In-Cider Trading

, , , , , | Right | August 24, 2018

(These two regulars come in who have always been incredibly nice to me, always making jokes, etc., and always order the same thing. When I see them walk in, I start getting their cider’s uncapped, and they’re super happy.)

Regular #1: “Oh, hey, darling. You know us so well!”

Regular #2: “You’re such a sweetheart!”

(They start sipping away and I start to realize how drunk they actually are: drinking very slowly and slightly swaying. I keep an eye on them while I go upfront to grab someone’s jacket from coat check, when I see [Regular #1] putting the two ciders into his pea-coat jacket pockets. The liquor laws in my city are very strict, and we have a liquor inspector come by roughly every two weeks. At this point he hasn’t come for three weeks, so I am expecting him.)

Me:  “[Regular #1], what are you doing buddy? You know you can’t take those outside. Nice try, though!”

Regular #1: “You got me this time!”

(I go back to the bar, and I’m in the middle of serving someone, when I see the two of them just book it outside. Mind you, they haven’t even paid yet. I finish the transaction quickly and run after them.)

Me: *at this point I’m getting peeved* “Hey! Buddy! What did I just say?”

Regular #1: “Oh, don’t be such a spaz; we won’t tell anyone.”

Me: “If you want to finish your drinks, you have to do it inside. I will not risk getting our liquor licence suspended.”

Regular #1: “But I paid for these!”

(Classic drunk person excuse.)

Me: “Yeah, that’s why I said you can finish those ciders inside. Either walk inside with me, or give me the bottles.”
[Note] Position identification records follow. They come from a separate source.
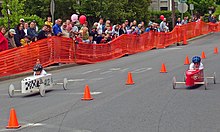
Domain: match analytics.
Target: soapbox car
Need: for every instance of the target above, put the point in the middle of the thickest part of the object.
(194, 77)
(33, 84)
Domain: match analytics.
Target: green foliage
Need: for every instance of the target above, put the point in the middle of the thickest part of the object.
(155, 16)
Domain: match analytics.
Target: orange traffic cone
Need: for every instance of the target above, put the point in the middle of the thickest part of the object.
(129, 80)
(184, 40)
(163, 68)
(186, 60)
(215, 50)
(13, 122)
(87, 95)
(203, 55)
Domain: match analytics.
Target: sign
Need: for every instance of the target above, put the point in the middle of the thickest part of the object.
(191, 6)
(182, 7)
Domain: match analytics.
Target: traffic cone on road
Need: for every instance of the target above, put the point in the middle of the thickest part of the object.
(13, 122)
(163, 68)
(87, 95)
(129, 80)
(186, 60)
(203, 55)
(215, 50)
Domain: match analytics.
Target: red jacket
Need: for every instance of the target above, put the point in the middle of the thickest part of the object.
(3, 43)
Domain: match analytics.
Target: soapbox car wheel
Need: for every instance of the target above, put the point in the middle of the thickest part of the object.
(42, 90)
(65, 81)
(174, 82)
(11, 90)
(214, 78)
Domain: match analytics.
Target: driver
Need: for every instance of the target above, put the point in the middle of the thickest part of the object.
(196, 64)
(38, 70)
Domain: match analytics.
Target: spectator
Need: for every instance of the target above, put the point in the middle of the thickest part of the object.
(56, 28)
(178, 22)
(32, 32)
(19, 34)
(123, 30)
(26, 40)
(10, 37)
(49, 22)
(25, 28)
(163, 26)
(65, 32)
(68, 25)
(43, 32)
(3, 40)
(22, 21)
(127, 27)
(94, 33)
(35, 25)
(100, 26)
(185, 20)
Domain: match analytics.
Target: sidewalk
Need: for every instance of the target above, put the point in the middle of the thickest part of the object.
(62, 66)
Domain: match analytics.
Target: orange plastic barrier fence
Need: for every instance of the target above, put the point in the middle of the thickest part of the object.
(63, 50)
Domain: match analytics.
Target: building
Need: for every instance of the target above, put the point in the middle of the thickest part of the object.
(161, 5)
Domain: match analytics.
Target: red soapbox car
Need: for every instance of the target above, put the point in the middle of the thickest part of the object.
(194, 77)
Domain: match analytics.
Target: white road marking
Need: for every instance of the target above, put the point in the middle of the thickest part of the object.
(92, 93)
(76, 80)
(90, 71)
(97, 79)
(106, 72)
(141, 70)
(114, 69)
(171, 48)
(23, 126)
(123, 70)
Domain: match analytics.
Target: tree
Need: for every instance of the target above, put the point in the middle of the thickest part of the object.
(12, 12)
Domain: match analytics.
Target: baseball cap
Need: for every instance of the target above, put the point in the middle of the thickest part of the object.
(12, 31)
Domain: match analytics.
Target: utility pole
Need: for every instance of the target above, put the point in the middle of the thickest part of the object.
(173, 13)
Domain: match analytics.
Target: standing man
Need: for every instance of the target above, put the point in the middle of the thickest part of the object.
(57, 29)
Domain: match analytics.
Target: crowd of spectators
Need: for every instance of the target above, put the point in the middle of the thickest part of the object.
(100, 32)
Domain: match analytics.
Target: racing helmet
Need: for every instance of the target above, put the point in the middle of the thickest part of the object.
(196, 59)
(38, 67)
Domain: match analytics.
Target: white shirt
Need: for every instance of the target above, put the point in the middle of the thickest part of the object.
(192, 67)
(43, 72)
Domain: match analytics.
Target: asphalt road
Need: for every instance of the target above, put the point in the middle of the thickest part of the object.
(150, 105)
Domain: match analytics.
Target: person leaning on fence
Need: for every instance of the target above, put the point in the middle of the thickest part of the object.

Regular #2: “Ugh, let’s go [Regular #1]. We don’t need this s***.”

(They proceed to shoo me away and turn around to walk. Now I’m really angry.)

Me: “HEY, I’M TALKING TO YOU! You’re in the business; you know how this works. Give those back now! I will not say this again.”

Regular #1: “Do you have any idea how much money I spent here? I paid for these, okay? And I am going to enjoy them.”

Me: “Yeah, [Regular #1], thank you oh-so-much for the $16 you spend here once a month. Without you we’d be bust, right?”

(It’s at this point that [Regular #1] gets right up in my face with all the attitude in the world.)

Regular #1: “Look here, b****. You’re really nice, okay? Let’s keep it that way. Now take that little mouth of yours and f*** off.”

(Realising I wasn’t going to get anywhere unless the situation got physical, I let them walk. I found the bottles around the corner an hour later after we closed the bar. They were still almost full.)